I have a backlog of recipe ideas and photos to share with you, but I have been guilty of taking some vacation time, and leaving important things like recipe notes and photo sticks behind. What can I say?
I happen to be visiting my brother-in-law and his family on Gabriola Island right now (also home to the famous Grandma M), and guess what? My B-I-L is an organic farmer. He also just got back from a fishing trip with a load of spring salmon. It’s perfect, really. My vacation time is spent wallowing in a bounty of amazing food.
I thought it would be fun to share a day in the life of Heidi right now. Or a meal in the life, along with a couple of simple recipes for the fantastic farm fresh food I am enjoying. I’m not gloating – this is all the blog I have in me right now. I feel both too relaxed to work, and devoutly thankful for farmers and gardeners and August bounty.

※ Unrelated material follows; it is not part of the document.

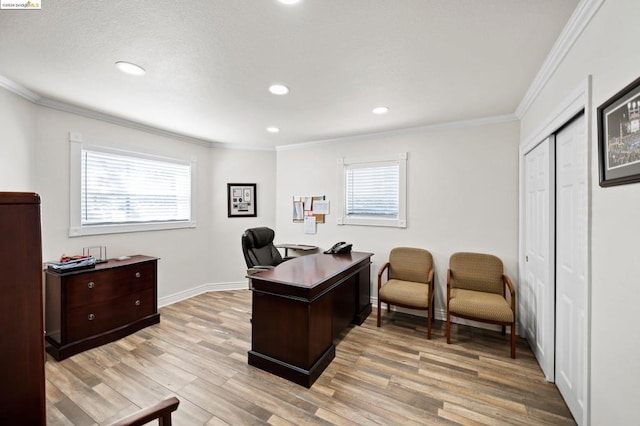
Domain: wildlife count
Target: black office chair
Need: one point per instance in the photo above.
(258, 249)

So, this was dinner last night: a beautiful fillet of Chinook salmon; new potatoes, yellow beans, and golden zucchini straight from the garden; a huge salad; and a blackberry-apple crisp made by my neice and I. Everything in the meal, except the ingredients for the dressing and the crisp topping, came from the farm or the fishing line. Everthing was so fresh and so good that we needed no fancy sauces nor convoluted recipes.

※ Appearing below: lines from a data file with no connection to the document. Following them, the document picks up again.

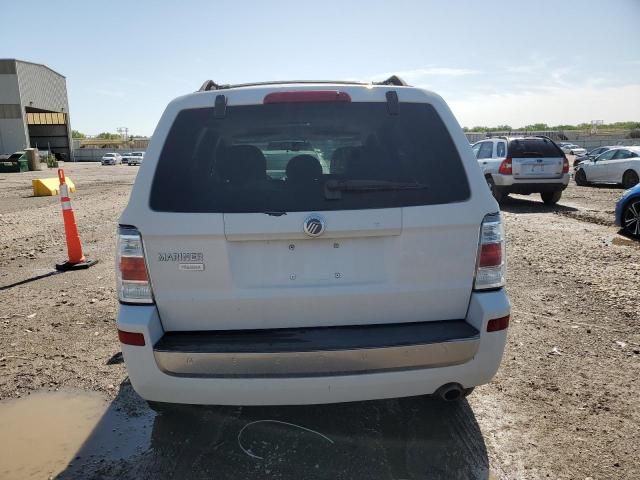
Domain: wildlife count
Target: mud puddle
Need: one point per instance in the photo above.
(44, 433)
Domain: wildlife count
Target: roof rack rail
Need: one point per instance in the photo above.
(211, 85)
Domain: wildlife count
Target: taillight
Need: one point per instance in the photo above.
(490, 266)
(506, 167)
(301, 96)
(132, 277)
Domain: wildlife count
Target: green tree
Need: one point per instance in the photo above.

Farmer Sal’s comment: “This is the kind of meal that is so good, you want to eat it with your fingers!”
Serves 4 to 6.
This is one of the BEST ways of preparing zucchini. Make sure to use small zucchini for this recipe.
2 lbs small or medium-sized zucchini
2 Tb olive oil
1/2 tsp salt, or more to taste
1/4 tsp pepper
1. Start your barbecue or gas grill and heat to 450 degrees or so. (That’s hot, for those of you without a thermometer).
2. Cut the stem off the zucchini. Cut each one lengthwise in half or in quarters (depending on the size of the zucchini). Toss the cut zucchini with olive oil, salt, and pepper to coat evenly.
3. Scrape grill clean. Place prepared zucchini, cut side down, directly on the hot grill. Cook, uncovered for 5 to 10 minutes (depending on the size of the zucchini and the heat of the grill). Flip the zucchini, if necessary. The zucchini is done when it is just tender and spotty dark brown. Serve immediately, or cut into pieces to toss in a salad or with pasta.
My niece and I threw this together without a recipe, so this is a best-guess at how we made it. It was crunchy, not too sweet, and bursting with blackberry goodness. I know that we did use a full cup of butter, though.
4 cups fresh-picked ripe blackberries
4 to 5 cups sliced summer apples (we used Transparents)
1/2 cup sugar
1/3 cup whole wheat flour
3/4 cup white flour
2 cups large-flake rolled oats
1/2 tsp salt
1 to 1 -1/4 cups demerara sugar (any brown sugar will do)
1 cup unsalted butter, at room temperature
1. Preheat oven to 400 F. Get out a 9×13-inch pan.
2. Make the filling: place the prepared apples, the blackberries, and the sugar in the pan. Stir to mix evenly.
3. Make the topping: in a large bowl, combine the whole wheat flour, the white flour, the rolled oats, the salt and the brown sugar. Mix well. Add the butter and use your hands to mix everything until evenly blended. It should have the texture of crumbly cookie dough.
4. Sprinkle the topping evenly over the filling and press gently. Place crisp in the oven and bake about 30 minutes. Rotate pan, recude heat to 350, and bake another 15 to 30 minutes, until topping is golden brown and crisp and the filling is bubbling and juicy.
5. Let crisp sit at lest 10 minutes before serving. Serve with whipped cream or vanilla ice cream, if desired.